Bu şekilde zaman baskısı olmadan, dakikalarca güneşi takip etmek gerekmeden, büyük bir almanak taşımaya gerek olmadan sadece deklinasyon ve greenwich öğle zamanı tablolarını ve bir de dört işlem yapan bir hesap makinesi (veya bu excel dosyasının yüklü olduğu küçük bir tableti) taşıyarak üç kısa ve hızlı ölçümle astronomik seyir yapmak gayet mümkündür.
Excel dosyasını aşağıdaki linkten indirebilirsiniz. Oraya girilmiş olan değerler Cebelitarık’a yakın olan konum için bugünkü güneş saati değerleridir.
https://drive.google.com/open?id=1gC01pdUS5zD_uL28h9pQ7IVLYbwJXo-HNOTLAR
METODUN MATEMATİKSEL KESİNLİĞİ ÜZERİNE
Herhangi bir fonksiyon minimum ve maksimum noktalarına yakın konumlarda bir parabol tarafından çok iyi bir biçimde temsil edilir, bu iyi bilinen bir matematiksel sonuçtur ve sayısız uygulaması vardır. O yüzden ölçümlerimizi öğle vaktine yakın aldığımız sürece herhangi bir problem yaşamayız, eğer öğle vaktinden uzak ölçümler alıp buna parabol fit etmeye çalışırsak öğle vaktini yine güzel bir kesinlikle bulacağınızı söyleyebilirim zira eğri çok simetriktir ve 3. ve 5. kuvvet terimleri çok iş yapmaz. Ancak yükseklik kestiriminde hatalar olasıdır çünkü yine simetrik bir terim olan 4. kuvvet terimi öğleden uzaklaştıkça etkisini göstermeye başlar.
GEMİNİN HAREKETİNİN ETKİSİ
Ölçümler aralıklarla yapıldığı için bu esnada geminin hareketinin ölçüm sonuçlarına etkisini tartışmak gerekir. Kuzey güney doğrultusundaki yer değiştirme yükseklik ölçümlerini etkileyecektir. Birinci ve ikinci ölçüm arasında kuzeye doğru 6 mil yer değiştirilmişse mesela ikinci ölçüm baz alınıp birinci ölçümün yükseklik açısı değerine 6 dakika eklenebilir. Doğu – batı doğrultusundaki yer değiştirme de o enlemde kaç derecelik meridyen değişimine karşılık geldiği hesaplanarak ve sonra bu değer zamana çevrilerek zaman ölçümleri benzer şekilde modifiye edilebilir.

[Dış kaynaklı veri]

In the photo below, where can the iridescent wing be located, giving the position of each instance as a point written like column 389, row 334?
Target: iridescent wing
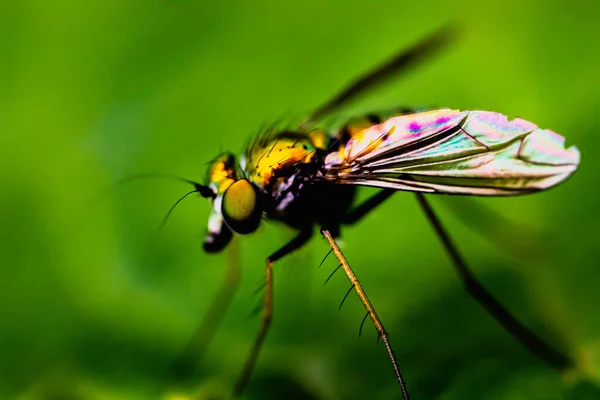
column 458, row 152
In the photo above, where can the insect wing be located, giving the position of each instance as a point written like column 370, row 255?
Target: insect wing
column 451, row 151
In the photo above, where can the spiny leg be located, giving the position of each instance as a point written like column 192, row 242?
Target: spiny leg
column 190, row 358
column 368, row 306
column 244, row 376
column 530, row 340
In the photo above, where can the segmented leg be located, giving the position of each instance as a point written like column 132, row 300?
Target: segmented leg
column 244, row 376
column 525, row 336
column 191, row 357
column 368, row 306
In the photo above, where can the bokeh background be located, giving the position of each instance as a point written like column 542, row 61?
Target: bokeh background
column 95, row 305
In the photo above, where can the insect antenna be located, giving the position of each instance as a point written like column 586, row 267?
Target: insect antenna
column 204, row 190
column 168, row 214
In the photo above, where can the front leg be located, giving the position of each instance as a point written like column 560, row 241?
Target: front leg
column 292, row 245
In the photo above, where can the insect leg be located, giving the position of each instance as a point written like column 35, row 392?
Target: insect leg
column 530, row 340
column 364, row 208
column 368, row 306
column 292, row 245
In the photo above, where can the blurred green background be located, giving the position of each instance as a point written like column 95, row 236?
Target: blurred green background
column 94, row 306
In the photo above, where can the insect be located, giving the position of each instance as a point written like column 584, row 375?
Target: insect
column 307, row 177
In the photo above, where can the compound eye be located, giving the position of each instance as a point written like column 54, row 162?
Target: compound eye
column 241, row 207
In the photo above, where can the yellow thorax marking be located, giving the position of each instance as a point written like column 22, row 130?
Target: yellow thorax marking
column 280, row 154
column 221, row 174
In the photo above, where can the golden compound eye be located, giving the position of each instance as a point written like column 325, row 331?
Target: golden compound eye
column 241, row 208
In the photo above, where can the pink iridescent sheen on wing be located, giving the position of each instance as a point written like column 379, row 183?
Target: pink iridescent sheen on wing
column 448, row 151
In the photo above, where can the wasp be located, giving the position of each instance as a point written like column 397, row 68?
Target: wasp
column 307, row 178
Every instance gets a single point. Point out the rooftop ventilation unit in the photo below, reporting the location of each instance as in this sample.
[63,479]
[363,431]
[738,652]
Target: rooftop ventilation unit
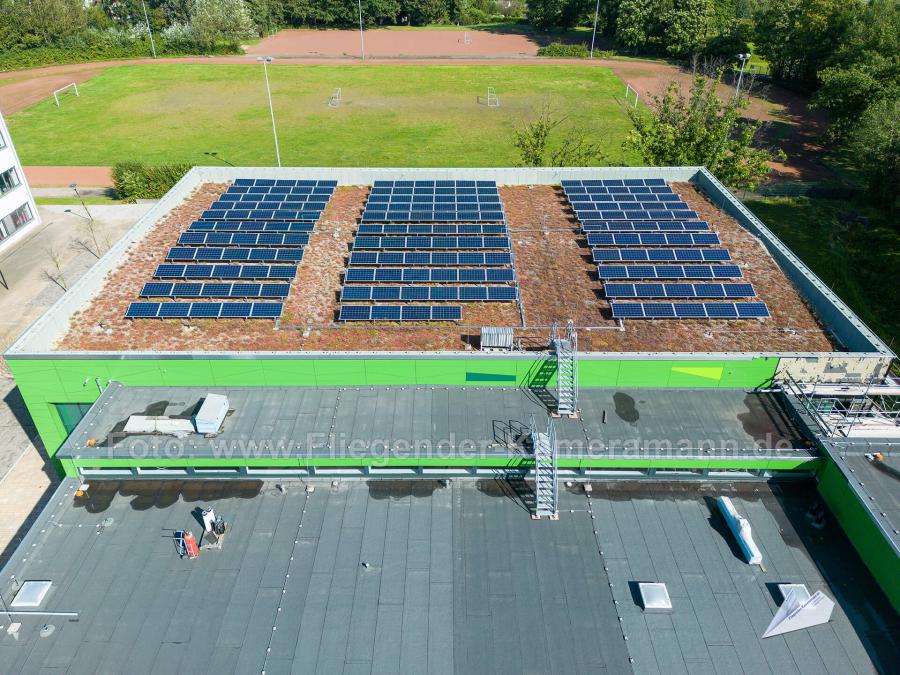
[31,595]
[654,595]
[496,338]
[211,414]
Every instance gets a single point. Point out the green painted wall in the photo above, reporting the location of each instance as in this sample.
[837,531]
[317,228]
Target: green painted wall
[45,382]
[855,520]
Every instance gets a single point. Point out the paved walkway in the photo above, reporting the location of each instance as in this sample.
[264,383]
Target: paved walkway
[62,176]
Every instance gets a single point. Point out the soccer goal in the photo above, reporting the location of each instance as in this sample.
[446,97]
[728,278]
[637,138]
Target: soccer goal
[62,90]
[633,92]
[335,99]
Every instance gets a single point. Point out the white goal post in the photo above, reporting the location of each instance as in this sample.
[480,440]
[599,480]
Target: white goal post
[63,89]
[335,99]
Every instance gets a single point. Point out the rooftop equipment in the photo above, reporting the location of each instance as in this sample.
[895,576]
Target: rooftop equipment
[740,527]
[209,418]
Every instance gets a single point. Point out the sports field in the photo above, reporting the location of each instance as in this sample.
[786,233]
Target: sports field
[391,115]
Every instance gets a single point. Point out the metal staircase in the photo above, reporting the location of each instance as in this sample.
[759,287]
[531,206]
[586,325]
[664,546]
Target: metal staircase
[546,486]
[566,348]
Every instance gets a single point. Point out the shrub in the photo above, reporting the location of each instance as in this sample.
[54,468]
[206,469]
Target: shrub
[136,180]
[560,50]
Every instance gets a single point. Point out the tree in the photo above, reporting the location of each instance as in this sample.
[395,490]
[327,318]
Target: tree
[533,139]
[216,21]
[634,25]
[865,69]
[701,130]
[686,27]
[798,37]
[875,149]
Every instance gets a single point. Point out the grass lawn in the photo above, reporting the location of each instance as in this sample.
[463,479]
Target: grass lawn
[392,115]
[857,260]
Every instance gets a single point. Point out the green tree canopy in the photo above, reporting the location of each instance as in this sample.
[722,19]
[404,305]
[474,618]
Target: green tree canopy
[700,129]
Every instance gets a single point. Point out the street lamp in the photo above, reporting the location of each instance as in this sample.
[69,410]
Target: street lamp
[743,58]
[149,30]
[594,34]
[362,42]
[265,61]
[215,155]
[74,187]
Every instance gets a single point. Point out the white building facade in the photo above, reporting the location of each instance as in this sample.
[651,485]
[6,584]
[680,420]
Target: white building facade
[18,212]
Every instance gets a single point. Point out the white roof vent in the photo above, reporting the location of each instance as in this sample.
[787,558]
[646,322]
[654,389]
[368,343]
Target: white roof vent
[31,594]
[654,595]
[800,590]
[211,414]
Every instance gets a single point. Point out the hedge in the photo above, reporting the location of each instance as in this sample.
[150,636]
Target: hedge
[136,180]
[559,50]
[57,55]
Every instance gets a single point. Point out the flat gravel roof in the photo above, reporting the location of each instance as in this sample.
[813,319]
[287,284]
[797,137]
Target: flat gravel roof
[387,576]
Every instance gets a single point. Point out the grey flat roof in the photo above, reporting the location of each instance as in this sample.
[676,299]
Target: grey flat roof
[456,579]
[443,421]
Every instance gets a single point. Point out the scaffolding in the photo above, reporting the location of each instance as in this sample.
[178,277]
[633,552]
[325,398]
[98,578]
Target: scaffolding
[546,481]
[566,350]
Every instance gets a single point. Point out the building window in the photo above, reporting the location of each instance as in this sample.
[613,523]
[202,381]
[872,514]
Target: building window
[15,220]
[9,179]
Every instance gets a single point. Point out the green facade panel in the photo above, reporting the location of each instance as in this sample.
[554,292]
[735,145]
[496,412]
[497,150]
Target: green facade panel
[47,382]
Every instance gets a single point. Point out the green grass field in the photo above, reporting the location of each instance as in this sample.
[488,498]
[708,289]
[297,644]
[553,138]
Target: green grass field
[403,115]
[857,259]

Burada sadece ana fikri özetlemeye çalıştığım için bu detaylara çok girmiyorum. Sonuçta 1-2 saat süre içerisinde geminin ne kadar yer değiştireceği bellidir, ortadaki ölçüm baz alınarak geminin konumu bu saatte fikslenmiş gibi kabul etmek çok büyük hatalara sebebiyet vermese gerekir.
BİRKAÇ DENEME SONUCU
Cep telefonuma indirdiğim bir güneş saati uygulaması ile sanki ölçüm yapmış gibi öğle vakti civarında 3 değer alıp geçiş zamanını ve yüksekliği hesapladım ve bunu yine programın verdiği değerlerle kıyasladım. Bu işlemi Tuzla için ve Atlantik okyanusunda Cebelitarık’a yakın bir mevki için tekrarladım. İki hesapta da beklediğim gibi öğle zamanını tam gözünden vurabildim. Yükseklik ölçümünde ise Atlantik’te 1 dakika hata Tuzla’da 3,5 dakikalık hata buldum. Sonuç olarak metodun öğle zamanını kestirmede çok etkin olduğunu söyleyebilirim.